Air Joyner he isn't. Nor The Hobbyist. That much we've learned this spring about Wally Joyner, the Angel first baseman who has sprung his last jump shot for a while.
"I used to be a pretty good basketball player," Joyner says, a mournful tone to his voice. "I really enjoy playing it. You get a lot out of it, running up and down the court, and you know that you've played a game when you're done.
"I don't know, I guess I might stop enjoying it now."
They've taken Joyner's shooting shoes away from him. Wally, these hoops are made for watching. Keep your feet on the ground.
The Angels, who already lost pitcher Joe Johnson to a pickup basketball injury, saw their season flash before their eyes when Joyner, "just messin' around" on a court with some friends, sprained his left ankle in mid-March, in the middle of training camp.
Joyner would be out a minimum of 10 to 14 days, according to the original prognosis.
Privately, Angel Vice President Mike Port must have cursed the very name of Dr. James Naismith. Publicly, though, Port blasted Joyner, who gets paid to drive in runs, not drive the lane.
"I'm not amused, I'm not thrilled," Port said. "My feeling is that once the bell goes off and people put on that uniform, there are certain obligations to ownership, teammates and fans. I find it difficult to be sympathetic to anyone who would run any shred of risk to that obligation."
It may have been the dumbest baseball injury since Lou Whitaker strained his knee while strutting his stuff at a Detroit disco. That little bump-and-grind might have cost the Tigers a playoff berth in 1988, with Whitaker missing the final four weeks of the regular season.
Joyner, who figures just as prominently in the Angels' plans, was one wary Wally by the time he rejoined the club in Palm Springs. No doubt, there would be the wrath of Doug Rader, the new manager, to contend with. Maybe there would be a fine from Port. Would anyone in the Angel clubhouse bother to talk to him?
"I expected the worst," Joyner said.
To his surprise, Joyner was welcomed back with a hoop and backboard hung on his locker stall, courtesy third baseman Jack Howell. Rader called him "Magic" Joyner and wondered how in the world Wally could've injured himself. "He couldn't possibly get off the ground high enough to hurt himself," Rader jabbed.
Rader also said he planned to enlist Joyner "in my 40-and-over league back home in Florida. There's no running, no jumping. Us old guys can't afford to get pitted out."
Port and Joyner also spoke and the words were friendly. Nary a fine was mentioned.
Of course, by then, Joyner's sprain had been upgraded to slight, and he would wind up missing only four games. This would be no Pedro Guerrero spring knee blowout.
"It didn't turn out to be that serious a thing," Port said. "And if it's any indication, by the way he's been swinging the bat since coming back, maybe this should be our proper conditioning route every spring.

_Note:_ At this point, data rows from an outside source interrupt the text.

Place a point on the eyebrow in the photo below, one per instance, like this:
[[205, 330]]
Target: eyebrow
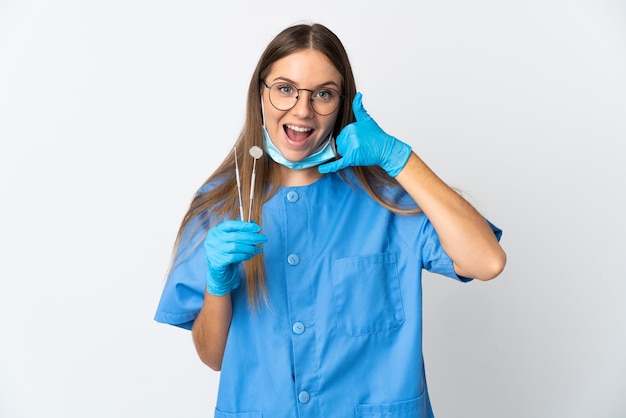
[[288, 80]]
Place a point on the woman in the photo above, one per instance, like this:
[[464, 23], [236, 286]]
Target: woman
[[320, 314]]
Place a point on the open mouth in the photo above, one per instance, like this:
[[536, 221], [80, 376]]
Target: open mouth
[[297, 133]]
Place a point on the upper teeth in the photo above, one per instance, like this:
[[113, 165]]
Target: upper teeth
[[298, 128]]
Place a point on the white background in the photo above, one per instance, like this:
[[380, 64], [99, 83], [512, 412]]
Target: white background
[[112, 113]]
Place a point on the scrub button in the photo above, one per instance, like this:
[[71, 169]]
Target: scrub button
[[293, 196], [298, 328], [304, 397], [293, 259]]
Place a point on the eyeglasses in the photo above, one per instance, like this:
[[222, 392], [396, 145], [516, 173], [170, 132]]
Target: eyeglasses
[[284, 96]]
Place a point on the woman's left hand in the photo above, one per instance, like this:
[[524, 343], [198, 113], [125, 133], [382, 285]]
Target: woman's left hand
[[364, 143]]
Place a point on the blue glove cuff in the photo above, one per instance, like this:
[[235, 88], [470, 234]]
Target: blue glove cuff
[[397, 158]]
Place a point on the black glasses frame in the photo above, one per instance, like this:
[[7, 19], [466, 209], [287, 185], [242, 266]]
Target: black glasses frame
[[298, 96]]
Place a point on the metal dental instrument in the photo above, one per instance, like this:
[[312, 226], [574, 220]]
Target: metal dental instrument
[[238, 183], [256, 153]]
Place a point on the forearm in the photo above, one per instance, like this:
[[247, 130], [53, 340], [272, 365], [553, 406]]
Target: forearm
[[464, 234], [210, 329]]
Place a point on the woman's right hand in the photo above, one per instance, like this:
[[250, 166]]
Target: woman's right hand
[[225, 246]]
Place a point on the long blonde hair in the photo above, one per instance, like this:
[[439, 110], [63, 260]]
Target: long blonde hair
[[221, 201]]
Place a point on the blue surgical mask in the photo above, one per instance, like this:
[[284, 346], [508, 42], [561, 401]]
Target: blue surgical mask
[[325, 152]]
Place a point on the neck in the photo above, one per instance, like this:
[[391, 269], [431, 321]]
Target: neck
[[295, 178]]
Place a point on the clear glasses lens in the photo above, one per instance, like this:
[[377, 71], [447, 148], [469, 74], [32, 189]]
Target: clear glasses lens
[[324, 101]]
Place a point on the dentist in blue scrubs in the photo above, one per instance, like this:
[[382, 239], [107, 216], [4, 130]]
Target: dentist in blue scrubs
[[314, 307]]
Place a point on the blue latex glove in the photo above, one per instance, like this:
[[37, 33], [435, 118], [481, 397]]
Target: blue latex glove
[[225, 246], [364, 143]]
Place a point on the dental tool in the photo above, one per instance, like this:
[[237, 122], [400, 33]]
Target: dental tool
[[256, 153], [238, 183]]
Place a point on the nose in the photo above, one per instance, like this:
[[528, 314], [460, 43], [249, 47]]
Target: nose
[[304, 104]]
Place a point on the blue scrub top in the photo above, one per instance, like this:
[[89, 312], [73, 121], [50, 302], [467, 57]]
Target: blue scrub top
[[342, 335]]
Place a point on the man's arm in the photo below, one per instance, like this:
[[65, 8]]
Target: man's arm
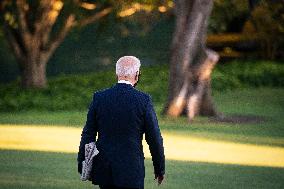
[[154, 139], [88, 135]]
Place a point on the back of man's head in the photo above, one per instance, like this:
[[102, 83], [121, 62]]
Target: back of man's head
[[127, 66]]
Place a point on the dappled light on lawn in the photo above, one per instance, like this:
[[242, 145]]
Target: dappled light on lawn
[[177, 147]]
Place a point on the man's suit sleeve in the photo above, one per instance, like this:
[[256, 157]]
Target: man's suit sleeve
[[154, 139], [88, 135]]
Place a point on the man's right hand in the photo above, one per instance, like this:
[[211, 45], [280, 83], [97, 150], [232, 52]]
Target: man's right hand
[[159, 178]]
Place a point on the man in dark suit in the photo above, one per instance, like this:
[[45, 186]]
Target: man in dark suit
[[120, 116]]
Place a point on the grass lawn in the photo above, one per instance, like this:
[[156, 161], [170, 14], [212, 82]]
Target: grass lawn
[[31, 169]]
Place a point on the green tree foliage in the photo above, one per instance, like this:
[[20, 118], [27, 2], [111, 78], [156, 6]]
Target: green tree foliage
[[268, 21]]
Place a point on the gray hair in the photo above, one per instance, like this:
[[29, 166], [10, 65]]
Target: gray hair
[[127, 66]]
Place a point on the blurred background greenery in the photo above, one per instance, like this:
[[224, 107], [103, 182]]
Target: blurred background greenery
[[247, 83]]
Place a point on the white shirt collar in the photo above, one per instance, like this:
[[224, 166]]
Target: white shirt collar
[[125, 81]]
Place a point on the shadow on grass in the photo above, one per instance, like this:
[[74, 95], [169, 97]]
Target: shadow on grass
[[239, 119], [28, 170]]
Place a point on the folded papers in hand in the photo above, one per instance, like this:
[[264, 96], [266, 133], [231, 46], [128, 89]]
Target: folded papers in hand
[[90, 152]]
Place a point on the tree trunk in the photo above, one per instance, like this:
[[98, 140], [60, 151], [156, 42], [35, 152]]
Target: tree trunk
[[191, 63]]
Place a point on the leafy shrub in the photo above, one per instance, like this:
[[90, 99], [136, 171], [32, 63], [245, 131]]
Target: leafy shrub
[[74, 92]]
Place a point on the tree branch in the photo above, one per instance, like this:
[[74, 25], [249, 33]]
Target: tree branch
[[94, 17], [68, 24]]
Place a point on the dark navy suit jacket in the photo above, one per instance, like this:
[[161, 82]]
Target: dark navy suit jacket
[[120, 116]]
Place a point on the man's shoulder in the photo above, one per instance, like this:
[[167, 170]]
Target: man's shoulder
[[140, 94]]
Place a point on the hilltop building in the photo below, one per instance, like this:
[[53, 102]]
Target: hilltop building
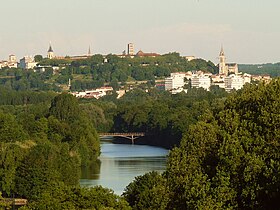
[[201, 81], [175, 82], [142, 54], [130, 49], [27, 62], [11, 63], [50, 54], [226, 68]]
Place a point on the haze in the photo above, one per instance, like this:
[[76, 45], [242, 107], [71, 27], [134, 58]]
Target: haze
[[249, 30]]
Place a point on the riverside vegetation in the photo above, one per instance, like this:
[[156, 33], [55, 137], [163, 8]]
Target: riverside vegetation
[[225, 148]]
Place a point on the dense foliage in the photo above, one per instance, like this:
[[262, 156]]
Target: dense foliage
[[272, 69], [43, 145], [227, 160], [162, 116]]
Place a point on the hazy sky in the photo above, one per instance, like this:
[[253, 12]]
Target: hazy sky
[[248, 29]]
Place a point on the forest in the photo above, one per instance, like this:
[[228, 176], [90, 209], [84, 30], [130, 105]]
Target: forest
[[224, 148], [272, 69]]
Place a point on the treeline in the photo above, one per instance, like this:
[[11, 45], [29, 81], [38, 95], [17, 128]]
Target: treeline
[[43, 147], [272, 69], [12, 97], [227, 160], [23, 80], [162, 116]]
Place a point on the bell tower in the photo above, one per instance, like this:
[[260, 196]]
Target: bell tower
[[50, 54], [222, 63]]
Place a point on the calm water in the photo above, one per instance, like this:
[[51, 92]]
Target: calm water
[[121, 163]]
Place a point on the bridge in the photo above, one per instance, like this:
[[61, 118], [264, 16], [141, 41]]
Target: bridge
[[130, 136]]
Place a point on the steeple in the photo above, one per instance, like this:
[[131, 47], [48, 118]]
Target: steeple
[[50, 48], [50, 54], [222, 51], [223, 69], [89, 51]]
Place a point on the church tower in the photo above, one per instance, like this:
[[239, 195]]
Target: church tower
[[89, 52], [50, 54], [222, 63]]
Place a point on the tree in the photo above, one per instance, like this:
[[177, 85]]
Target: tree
[[148, 191], [65, 107], [230, 160]]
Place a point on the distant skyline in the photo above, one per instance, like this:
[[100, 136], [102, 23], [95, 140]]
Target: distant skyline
[[249, 30]]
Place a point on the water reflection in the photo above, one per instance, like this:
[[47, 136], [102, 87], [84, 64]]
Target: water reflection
[[121, 163]]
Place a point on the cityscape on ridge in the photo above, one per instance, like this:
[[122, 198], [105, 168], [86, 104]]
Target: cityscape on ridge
[[140, 105], [228, 76]]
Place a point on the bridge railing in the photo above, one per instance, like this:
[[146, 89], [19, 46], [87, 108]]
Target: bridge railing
[[122, 134]]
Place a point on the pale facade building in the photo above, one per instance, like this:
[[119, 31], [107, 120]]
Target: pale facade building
[[226, 68], [201, 81], [233, 82], [189, 58], [50, 54], [11, 63], [27, 62], [175, 81], [130, 49]]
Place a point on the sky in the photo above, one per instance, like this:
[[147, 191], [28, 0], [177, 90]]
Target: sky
[[248, 30]]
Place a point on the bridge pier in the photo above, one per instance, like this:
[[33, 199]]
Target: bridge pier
[[131, 136]]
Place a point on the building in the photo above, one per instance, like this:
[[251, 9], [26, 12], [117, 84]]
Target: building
[[142, 54], [226, 68], [130, 49], [189, 58], [201, 81], [97, 93], [27, 62], [175, 82], [50, 54], [233, 82], [11, 63]]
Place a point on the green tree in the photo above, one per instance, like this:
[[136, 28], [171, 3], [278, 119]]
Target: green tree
[[148, 191], [230, 160], [65, 107]]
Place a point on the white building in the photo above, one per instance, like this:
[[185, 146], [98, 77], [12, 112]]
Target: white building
[[11, 63], [175, 82], [97, 93], [226, 68], [130, 49], [50, 54], [233, 82], [201, 81], [27, 62]]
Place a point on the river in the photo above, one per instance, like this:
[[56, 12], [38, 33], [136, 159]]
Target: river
[[121, 163]]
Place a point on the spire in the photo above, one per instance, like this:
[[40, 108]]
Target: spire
[[222, 53], [50, 48], [89, 51]]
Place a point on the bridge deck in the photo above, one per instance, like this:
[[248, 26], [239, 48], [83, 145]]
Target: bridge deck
[[122, 134]]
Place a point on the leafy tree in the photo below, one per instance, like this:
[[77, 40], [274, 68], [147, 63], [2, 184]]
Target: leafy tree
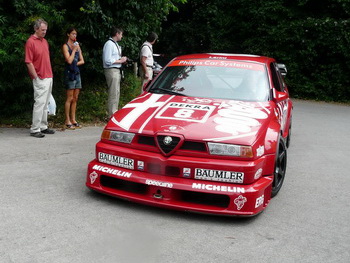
[[93, 20], [309, 36]]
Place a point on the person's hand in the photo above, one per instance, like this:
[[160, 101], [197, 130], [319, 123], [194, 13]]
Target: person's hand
[[76, 47], [123, 59]]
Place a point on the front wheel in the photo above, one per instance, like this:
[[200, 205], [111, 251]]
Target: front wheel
[[280, 167]]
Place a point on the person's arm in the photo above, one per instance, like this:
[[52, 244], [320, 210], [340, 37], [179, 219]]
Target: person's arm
[[81, 58], [69, 57], [31, 70], [107, 55], [144, 67]]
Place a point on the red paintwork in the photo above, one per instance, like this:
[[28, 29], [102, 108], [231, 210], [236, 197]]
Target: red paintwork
[[162, 180]]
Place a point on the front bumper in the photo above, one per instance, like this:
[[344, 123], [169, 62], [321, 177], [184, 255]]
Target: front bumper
[[180, 193]]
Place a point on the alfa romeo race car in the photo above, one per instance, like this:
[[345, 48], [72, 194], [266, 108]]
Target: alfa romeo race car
[[209, 134]]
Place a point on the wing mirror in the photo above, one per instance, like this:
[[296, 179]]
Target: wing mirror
[[283, 69], [279, 96]]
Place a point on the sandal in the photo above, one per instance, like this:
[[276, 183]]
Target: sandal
[[69, 127], [77, 125]]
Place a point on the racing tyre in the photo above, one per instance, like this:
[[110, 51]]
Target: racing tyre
[[280, 167]]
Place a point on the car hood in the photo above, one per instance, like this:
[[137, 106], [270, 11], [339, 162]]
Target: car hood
[[194, 118]]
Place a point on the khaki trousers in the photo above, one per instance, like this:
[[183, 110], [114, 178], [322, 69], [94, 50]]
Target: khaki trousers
[[42, 90], [113, 78], [144, 80]]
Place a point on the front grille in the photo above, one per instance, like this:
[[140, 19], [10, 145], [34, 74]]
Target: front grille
[[147, 140], [214, 200], [194, 146], [154, 168], [118, 184], [206, 199], [167, 148]]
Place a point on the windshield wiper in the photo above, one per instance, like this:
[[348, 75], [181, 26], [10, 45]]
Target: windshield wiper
[[166, 91]]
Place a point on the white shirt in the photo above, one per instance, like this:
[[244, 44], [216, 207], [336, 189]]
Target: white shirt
[[147, 51], [111, 53]]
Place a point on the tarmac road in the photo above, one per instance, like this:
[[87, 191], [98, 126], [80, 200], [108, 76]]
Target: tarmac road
[[48, 215]]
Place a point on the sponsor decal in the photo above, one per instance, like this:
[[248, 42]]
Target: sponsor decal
[[220, 176], [197, 100], [108, 170], [240, 201], [158, 183], [93, 176], [258, 173], [140, 165], [238, 119], [186, 112], [216, 63], [218, 188], [116, 160], [259, 201], [187, 172], [260, 151]]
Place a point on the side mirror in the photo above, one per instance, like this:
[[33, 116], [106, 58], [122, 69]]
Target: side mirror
[[283, 69], [279, 96]]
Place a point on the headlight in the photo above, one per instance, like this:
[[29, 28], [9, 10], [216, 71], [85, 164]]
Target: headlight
[[230, 150], [125, 137]]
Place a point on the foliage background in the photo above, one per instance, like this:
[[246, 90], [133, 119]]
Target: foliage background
[[311, 37]]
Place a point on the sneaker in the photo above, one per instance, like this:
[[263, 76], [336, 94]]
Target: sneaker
[[37, 134], [77, 125], [48, 131]]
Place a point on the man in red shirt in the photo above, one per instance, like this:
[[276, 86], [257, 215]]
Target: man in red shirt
[[37, 59]]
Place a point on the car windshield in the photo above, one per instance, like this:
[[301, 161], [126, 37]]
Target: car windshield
[[233, 80]]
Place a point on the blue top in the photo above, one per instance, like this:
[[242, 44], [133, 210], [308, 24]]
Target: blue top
[[111, 52], [74, 66]]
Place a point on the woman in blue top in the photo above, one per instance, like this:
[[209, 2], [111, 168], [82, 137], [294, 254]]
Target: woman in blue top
[[72, 81]]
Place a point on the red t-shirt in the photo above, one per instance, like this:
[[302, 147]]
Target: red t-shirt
[[37, 52]]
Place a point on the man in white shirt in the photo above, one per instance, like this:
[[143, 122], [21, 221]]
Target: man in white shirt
[[112, 62], [146, 58]]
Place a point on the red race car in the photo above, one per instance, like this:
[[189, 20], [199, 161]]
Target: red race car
[[209, 134]]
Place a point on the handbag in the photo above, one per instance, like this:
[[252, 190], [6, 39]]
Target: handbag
[[51, 106]]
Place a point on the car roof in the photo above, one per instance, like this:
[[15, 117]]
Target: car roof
[[226, 56]]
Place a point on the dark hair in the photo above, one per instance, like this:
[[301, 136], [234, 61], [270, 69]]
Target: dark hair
[[38, 22], [116, 30], [69, 30], [152, 37]]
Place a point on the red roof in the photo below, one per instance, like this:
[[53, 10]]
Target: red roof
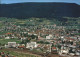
[[53, 47]]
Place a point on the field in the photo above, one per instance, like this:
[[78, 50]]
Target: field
[[5, 41]]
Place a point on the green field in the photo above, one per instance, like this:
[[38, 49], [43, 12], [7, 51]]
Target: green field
[[5, 41]]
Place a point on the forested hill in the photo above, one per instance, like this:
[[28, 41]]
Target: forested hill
[[40, 10]]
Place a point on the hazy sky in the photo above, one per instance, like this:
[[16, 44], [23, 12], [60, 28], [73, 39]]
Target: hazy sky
[[17, 1]]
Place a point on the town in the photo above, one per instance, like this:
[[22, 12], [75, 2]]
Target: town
[[43, 38]]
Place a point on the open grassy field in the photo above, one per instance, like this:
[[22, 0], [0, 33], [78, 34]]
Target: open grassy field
[[5, 41]]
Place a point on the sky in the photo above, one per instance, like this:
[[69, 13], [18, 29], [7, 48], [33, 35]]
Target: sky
[[19, 1]]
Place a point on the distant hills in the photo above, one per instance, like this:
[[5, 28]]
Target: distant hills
[[39, 10]]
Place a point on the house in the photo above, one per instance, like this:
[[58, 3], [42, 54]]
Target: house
[[31, 45], [7, 37], [12, 44]]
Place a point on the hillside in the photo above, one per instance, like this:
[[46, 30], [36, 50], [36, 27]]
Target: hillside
[[39, 10]]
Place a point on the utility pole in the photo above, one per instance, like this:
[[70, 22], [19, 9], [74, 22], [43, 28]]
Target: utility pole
[[0, 1]]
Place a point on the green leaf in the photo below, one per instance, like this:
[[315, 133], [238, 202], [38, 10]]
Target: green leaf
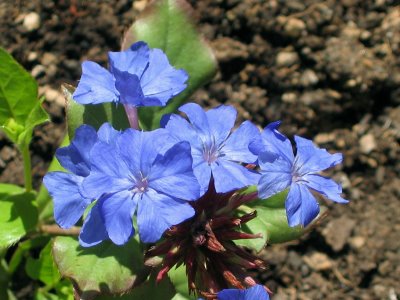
[[18, 214], [20, 109], [43, 199], [23, 248], [103, 269], [168, 25], [271, 222], [148, 290], [43, 268], [94, 115]]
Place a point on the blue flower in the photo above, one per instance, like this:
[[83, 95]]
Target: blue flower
[[217, 153], [137, 77], [256, 292], [280, 169], [70, 201], [144, 172]]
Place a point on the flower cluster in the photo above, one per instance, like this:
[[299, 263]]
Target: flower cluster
[[182, 182]]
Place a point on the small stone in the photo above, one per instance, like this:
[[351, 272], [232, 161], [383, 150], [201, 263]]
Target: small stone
[[31, 21], [294, 27], [318, 261], [286, 59], [32, 56], [337, 232], [357, 242], [289, 97], [367, 143], [308, 78], [38, 71]]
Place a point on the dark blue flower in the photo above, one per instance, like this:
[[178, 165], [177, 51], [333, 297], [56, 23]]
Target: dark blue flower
[[256, 292], [70, 201], [143, 172], [138, 76], [216, 152], [280, 169]]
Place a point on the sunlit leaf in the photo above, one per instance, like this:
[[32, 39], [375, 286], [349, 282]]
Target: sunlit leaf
[[271, 222], [94, 115], [20, 109], [168, 25], [106, 268], [43, 268], [18, 214]]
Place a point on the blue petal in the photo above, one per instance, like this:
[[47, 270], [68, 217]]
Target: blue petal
[[229, 176], [221, 121], [139, 149], [158, 212], [109, 172], [311, 159], [184, 131], [256, 292], [96, 85], [134, 60], [75, 157], [273, 141], [128, 86], [199, 121], [232, 294], [117, 211], [93, 231], [301, 206], [202, 171], [69, 204], [108, 134], [172, 173], [236, 147], [161, 81], [275, 177], [325, 186]]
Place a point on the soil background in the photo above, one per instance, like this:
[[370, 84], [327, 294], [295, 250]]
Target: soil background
[[330, 70]]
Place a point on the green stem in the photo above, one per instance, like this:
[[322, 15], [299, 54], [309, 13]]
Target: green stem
[[27, 167]]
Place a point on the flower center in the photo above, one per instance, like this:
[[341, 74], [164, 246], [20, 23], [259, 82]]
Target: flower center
[[140, 186]]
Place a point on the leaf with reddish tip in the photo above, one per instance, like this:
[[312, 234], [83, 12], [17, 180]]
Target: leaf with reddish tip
[[103, 269], [168, 25], [271, 222]]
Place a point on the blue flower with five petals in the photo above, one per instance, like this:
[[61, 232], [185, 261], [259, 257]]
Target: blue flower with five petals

"\o7 I \f7 might be inclined to play one-on-one with him."
Joyner, however, remains properly penitent when discussing his transgression.
"I think I might have said something worse about it if I was Mike," Joyner said. "I mean, here he is, trying to get a team together and we're three weeks away from opening day and this happens.
"Nobody can react worse than I felt. I was letting my teammates down."
Not only that, but Joyner got hurt about the worst way humanly possible--that is, if, like Joyner, a former all-county prep forward, you take your playground hoops seriously.
Joyner got hurt going into the popcorn machine.
"My guy was past me," Joyner confessed. "He went up to shoot and I jumped up and he went around me. When I came down, I landed on the side of my left foot and rolled it over.
"My guy was already around me. I was all by myself."
Within the proud and loud realm of pickup basketball, sadder words have seldom been spoken.
OK. So Wally Joyner isn't Michael Jordan.
The Angels would settle this season for Wally Joyner, the one who streaked so brightly across the American League sky in 1986 and 1987, the one who was missing for most of 1988.
Remember the Wally Joyner home run?
In 1986, Joyner ushered in a brave new Wally World by hitting 16 during his first six weeks in the big leagues. In 1987, with an assist from that year's rabbit ball, Joyner peppered the outfield seats a total of 34 times.
In 1988, Joyner hit 13 home runs, two during the first two months of the season.
Remember the Wally Joyner clutch hit?
In 1986, Joyner won a game against the Minnesota Twins with a ninth-inning home run as the Metrodome roof was caving in. Later that year, he brought the roof down on no-hit bids by Charlie Hough and Walt Terrell. And in 1987, his 117 RBIs almost single-handedly dragged a listless Angel team into playoff contention through early September.